Ahead of the University of New Hampshire appearance, "Sanders said he and Clinton would promote a 'pretty radical proposal' to provide free public college tuition for working families, and discuss Clinton's 'significant proposal' to reduce student debt," USA Today reported, noting that Sanders "trounced" Clinton in the Granite State's February primary.

According to Bloomberg:

New Hampshire is emblematic of a larger Clinton problem. The youth vote was one of the pillars of the Obama coalition. But thus far it's proven perhaps the most difficult one for Clinton to rebuild. Polls show the nominee failing to earn the confidence of young voters—only 33 percent of those between ages 18-29 told Gallup this month that they approved of her—and running far behind where she would hope to be against her Republican opponent. The polls also show Clinton currently winning under half their votes, while Obama got over three-fifths of that demographic in both of his campaigns.

Indeed, a Bloomberg poll released Monday before the presidential debate—which found Clinton and her GOP opponent Donald Trump to be virtually tied—found "signs that Clinton's margins with women and young voters have eroded over the past three months, helping to explain Trump's gains."

Among likely voters under 35 years old, Clinton got 50 percent to Trump's 40 percent, down from her 29-point margin in August; when the poll added Green and Libertarian candidates Jill Stein and Gary Johnson, Clinton's lead shrank to 40-36 percent—with Johnson getting 11 percent of the millennial vote.

A separate Quinnipiac poll, also from September, found Clinton winning just 31 percent support from likely voters 18-34. Johnson came in second with 29 percent, while Trump garnered 26 percent and Stein 15 percent.

As John Della Volpe of Harvard's Institute of Politics told Vox after Monday's debate, "The millennial vote isn't Hillary versus Trump. It's Hillary versus Gary Johnson versus sitting on the couch on Election Day."

To that end, The Hill reported Wednesday:

The Clinton campaign and its liberal allies are increasingly taking the threat from Johnson and Stein seriously, making direct appeals to young voters and punching down at the third-party candidates they view as potential spoilers.

[...] NextGen Climate, the group run by liberal billionaire and environmental activist Tom Steyer, is on the ground in eight battleground states with a message that is almost exclusively aimed at reaching the millennial voters who are energized by the issue of climate change.

Last week, the group threw six figures behind digital ads mocking Johnson as a climate change denier and warning millennials that climate change will cost them trillions of dollars.

Perhaps also, Ed Kilgore suggested at New York Magazine, it would behoove Clinton to "find ways to remind people that Gary Johnson's Libertarians would be perfectly happy with privatizing not just prisons, but pretty much every government function short of raising an army."

Given Sanders' abiding popularity with young voters, the Clinton campaign is relying on him to fire up this demographic base.

The Atlantic wrote earlier this month:

Enter Sanders and [Massachusetts Sen.
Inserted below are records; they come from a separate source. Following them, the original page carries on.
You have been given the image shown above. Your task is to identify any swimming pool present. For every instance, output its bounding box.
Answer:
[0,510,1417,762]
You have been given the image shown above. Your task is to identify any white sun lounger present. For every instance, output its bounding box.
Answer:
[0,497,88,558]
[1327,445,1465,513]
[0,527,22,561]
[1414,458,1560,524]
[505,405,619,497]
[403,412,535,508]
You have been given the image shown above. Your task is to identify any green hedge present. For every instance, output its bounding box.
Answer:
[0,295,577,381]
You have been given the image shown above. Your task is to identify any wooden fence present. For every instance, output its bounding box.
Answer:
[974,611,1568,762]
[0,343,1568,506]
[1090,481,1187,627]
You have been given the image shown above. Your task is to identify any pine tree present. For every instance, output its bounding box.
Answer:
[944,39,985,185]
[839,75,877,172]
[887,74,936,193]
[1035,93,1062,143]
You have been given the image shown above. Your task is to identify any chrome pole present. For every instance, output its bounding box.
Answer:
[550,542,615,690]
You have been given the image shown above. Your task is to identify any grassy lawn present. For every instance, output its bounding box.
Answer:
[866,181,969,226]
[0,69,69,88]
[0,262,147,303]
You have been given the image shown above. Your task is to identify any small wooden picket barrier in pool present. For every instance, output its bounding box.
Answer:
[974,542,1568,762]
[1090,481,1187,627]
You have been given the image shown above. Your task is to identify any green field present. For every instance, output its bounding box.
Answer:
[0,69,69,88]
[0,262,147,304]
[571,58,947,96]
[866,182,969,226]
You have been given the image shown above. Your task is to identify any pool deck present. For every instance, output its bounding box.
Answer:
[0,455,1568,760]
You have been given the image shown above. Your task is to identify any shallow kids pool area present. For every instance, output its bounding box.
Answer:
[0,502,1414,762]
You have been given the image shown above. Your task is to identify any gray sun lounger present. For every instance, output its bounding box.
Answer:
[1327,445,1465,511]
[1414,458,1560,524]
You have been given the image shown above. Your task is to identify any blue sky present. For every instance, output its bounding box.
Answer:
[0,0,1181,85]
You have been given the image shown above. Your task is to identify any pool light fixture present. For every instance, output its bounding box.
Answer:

Elizabeth] Warren. They might not be any younger than Clinton, but their liberalism and critique of establishment politicians have galvanized millennials, and particularly college-aged voters, like no one else in the party—Obama included.

[...] They might not be young themselves, but just like the generation they are targeting, it took them a while to warm to Clinton. And as the recent set of polling has demonstrated, persuading millennials to end their Hillary holdout could make all the difference come November.

"I think that a lot of the younger people who are concerned about the cost of college, concerned about climate change, concerned about women's rights, they're going to come on board Secretary Clinton's campaign," Sanders added Wednesday on Meet the Press Daily.